Module Information
Description: DataManager class for QuantJourney Framework
The DataManager class serves as the central hub for data storage and retrieval within the QuantJourney Framework. It is engineered to interface with multiple types of databases and storage systems, offering a flexible and powerful way to manage financial data.
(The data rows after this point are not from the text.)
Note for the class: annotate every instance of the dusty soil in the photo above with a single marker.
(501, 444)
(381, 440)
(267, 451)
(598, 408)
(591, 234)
By leveraging configuration settings, the DataManager dynamically connects to various data storage solutions, making it an essential component for quantitative analysis in hedge fund operations.
Features:
Versatile storage system integration, supporting MongoDB, Arctic, S3, and kdb+, among others, to cater to diverse data storage needs.
Configuration-driven connectivity, allowing for seamless transitions between different storage backends without altering the codebase.
Advanced data handling capabilities, including support for time series data, ensuring optimal performance for both historical analysis and real-time data processing.
Comprehensive error management framework, providing detailed insights into connectivity and data retrieval issues to maintain high levels of data integrity and availability.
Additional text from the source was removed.